IMF/WB Debt Plan: Still Failing After All These Years
by Soren Ambrose and Mara Vanderslice
50 Years Is Enough Network & Jubilee USA Network
Adapted from the new policy briefing by the Jubilee USA Network,
"G7 Debt Relief Plan: More Grief Than Relief," available
on the web at <www.j2000usa.org>
and <www.50years.org>.
A report prepared by the World Bank and IMF for the meetings
of their joint Development Committee in April 2002 reveals troubling
failures in the implementation of their six-year-old debt relief
plan. Paul Martin, then Canada's Finance Minister, responded
to this report by calling for a full review of the HIPC program,
and put the subject on the agenda of the G7 Finance Ministers'
meeting in Halifax, June 2002. With Martin's unexpected departure,
the review seems to have falled off the G7 agenda. What is known
is that until the G7 takes decisive action, the international
debt crisis will continue to grow and take millions of lives
as poor countries cut health and other public services to pay
their mounting foreign debts.
"Debt Sustainability"
The report from the IMF and World Bank acknowledges that even
according to its arbitrarily high standard of "debt sustainability"

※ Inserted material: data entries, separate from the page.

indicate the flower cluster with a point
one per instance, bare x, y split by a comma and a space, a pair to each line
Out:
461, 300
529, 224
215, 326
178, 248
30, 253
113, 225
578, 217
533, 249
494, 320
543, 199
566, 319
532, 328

a debt burden exceeding 150% of the annual value of exports
more than half of the countries in line for HIPC relief
will not attain "sustainability." The report blames
declining prices for agricultural commodities, but for over
a decade critics have complained that the institutions' projections
especially on export earnings are groundlessly
optimistic. Jubilee Research (U.K.) has looked into this tendency
as it plays out in the HIPC program, and found that export earnings
for the first 24 countries in the program was 5.5% in 2001
less than half the World Bank's projection of 11.6%. For the
same countries, the average ratio of debt to exports in 2001
is estimated at 280% nearly twice the level deemed "sustainable"
by the World Bank and IMF. Given that the determination of levels
of debt relief are based on these projections, it should come
as no surprise that the Bank is now finding its program doesn't
do what it promised.
Uganda, the first beneficiary and frequent "poster child"
for the HIPC program, had a ratio of 210% in 2001 according
to the World Bank, and will likely hit 250% for 2002-03. The
institutions will likely accord Uganda its third HIPC benefit
soon, indicating that since 1998 it has slipped back into unsustaina-bility
twice. The Bank wants to fund a large and unwise project in
Uganda, the Bujagali Dam, which could generate significant new
debt. But on June 17, concerns about the project's economic
viability prompted the Bank's Board to delay a decision "indefinitely,"
raising hopes that the dam may be stopped.
HIPC: Reinforcing the Debt / Structural Adjustment Trap
The IMF has long insisted that countries receiving any funds
be in compliance with an IMF program. The recent HIPC report
reveals that the same standard is being applied, and quite rigorously,
to countries in its debt relief program. That countries with
debt crises are required to sign a loan agreement with the IMF
to get debt relief may seem ironic. Indeed, the dependency built
into the system is reflected in the fact that every country
in the HIPC program has already drawn millions of dollars in
new additional debt from their required IMF loan facility.
"Interim" debt relief, which was added by the 1999
"enhancement" of the HIPC program, is designed to
ease the impact of debt during the period between the determination
that a country is eligible for relief ("decision point")
and its completion of HIPC ("completion point"). The
April report confirms that the IMF will suspend its interim
relief if a country falls "off track" in adhering
to its structural adjustment conditions, or if it simply has
not yet completed negotiations on a new IMF loan agreement.
Whether the relief is denied because of slow privatization processes,
higher-than-predicted budget deficits or because negotiations
for a new program are in progress, the IMF is clearly choosing
to prioritize adherence to technical conditions over programs
that can benefit impoverished people. The impact of any IMF
suspension is magnified by the Paris Club of creditor countries
and its practice of following the IMF's lead.
Three of the nine countries known to have had their debt-relief
process held up Honduras, Burkina Faso, and Zambia
have since gotten back "on track." Three countries
Nicaragua, Gambia, and Guyana remain suspended
because they have yet to conclude a new loan agreement with
the IMF. The other three Malawi, Guinea-Conakry, and
Guinea-Bissau are not receiving relief for a range of
reasons: failure to clear expenditures with the IMF, discrepancies
in financial reports, delays in privatization programs, concerns
about "governance" (a euphemism for corruption), and
poor economic performance (see article on Malawi in this issue
of Economic Justice News).
While the G7 leaders have congratulated themselves for addressing
the debt crisis, people in the Global South have been left watching
the HIPC debt relief plan disintegrate into delays, inadequate
relief and the broken promises of a resolution to the debt crisis.
Meanwhile, debt continues to grow, services continue to be denied,
and people continue to die.
The Jubilee USA Network calls on the G7 meeting in Canada this
month to implement immediate 100% debt cancellation for impoverished
countries without harmful structural adjustment conditions.